= Thomas Coleman =

English priest

Thomas Coleman (1598–1647) was an English clergyman, known for his scholarship in the Hebrew language, which earned him the nickname ‘Rabbi Coleman’, and for his Erastian view of church polity. In the Westminster Assembly he was the clerical leader of the Erastian party, alongside the lawyer John Selden. Selden praised him, with Thomas Erastus, in his De Synedriis.

==Life==
He was a native of Oxford, and entered Magdalen Hall, Oxford in 1615. He graduated B.A. in 1618, M.A. in 1621, and took holy orders. He held for a time the rectory of Blyton in Lincolnshire, which he exchanged in 1642 for that of St. Peter's, Cornhill. Anthony Wood says that he died early in 1647.

==Works and views==
He published sermons and tracts.

Lamont sees Coleman's preaching in 1644 as an important precursor of Thomas Hobbes, anticipating principles to be found in Leviathan. In 1645 Coleman was strongly opposed by George Gillespie. In A Brotherly Examination Re-examined (1645), Coleman summed up the position: Gillespie had conceded that the opposition to the Erastians, the Presbyterian and Independent groups in the Assembly, had in common their aversion to the Erastian approach. Matters were left to drift while the Presbyterians made hopeful comments about the possible good to come from orderliness within the churches. He could point to John Ley arguing just this way, to attack John Saltmarsh. But they made for strange bedfellows, with the Presbyterians now borrowing the positions of the Independents, considering that the actual contemporary situation was a breakdown of order, and all for the sake of denying the Erastian position of effective control through the state,

According to Lamont:

...Coleman, Prynne and their colleagues were Calvinists who believed that the reprobate majority must be disciplined into virtue (they were outraged by 'toleratorists'); they no longer believed, however, that the clerics were the men to administer that discipline.

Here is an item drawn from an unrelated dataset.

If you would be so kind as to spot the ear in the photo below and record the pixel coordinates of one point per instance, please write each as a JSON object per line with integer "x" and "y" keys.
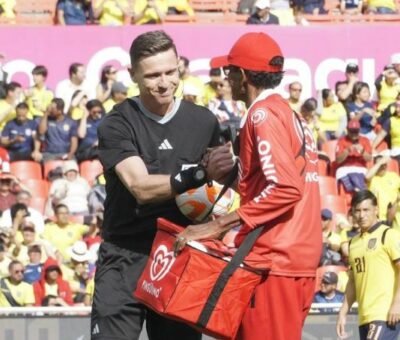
{"x": 132, "y": 73}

Lamont sums up the Erastians in relation to theocracy in this way:

While Coleman and his fellow-Erastians were merely emphasising the failure of the Westminster Assembly and the dishonouring of the Covenant as signs of God's Displeasure, they were still talking the language of 'Godly Rule'. When they took the further step of generalising from this experience — of emphasising the inadequacy of any attempt to read God's Mind — they were moving beyond 'Godly Rule' and towards Hobbes.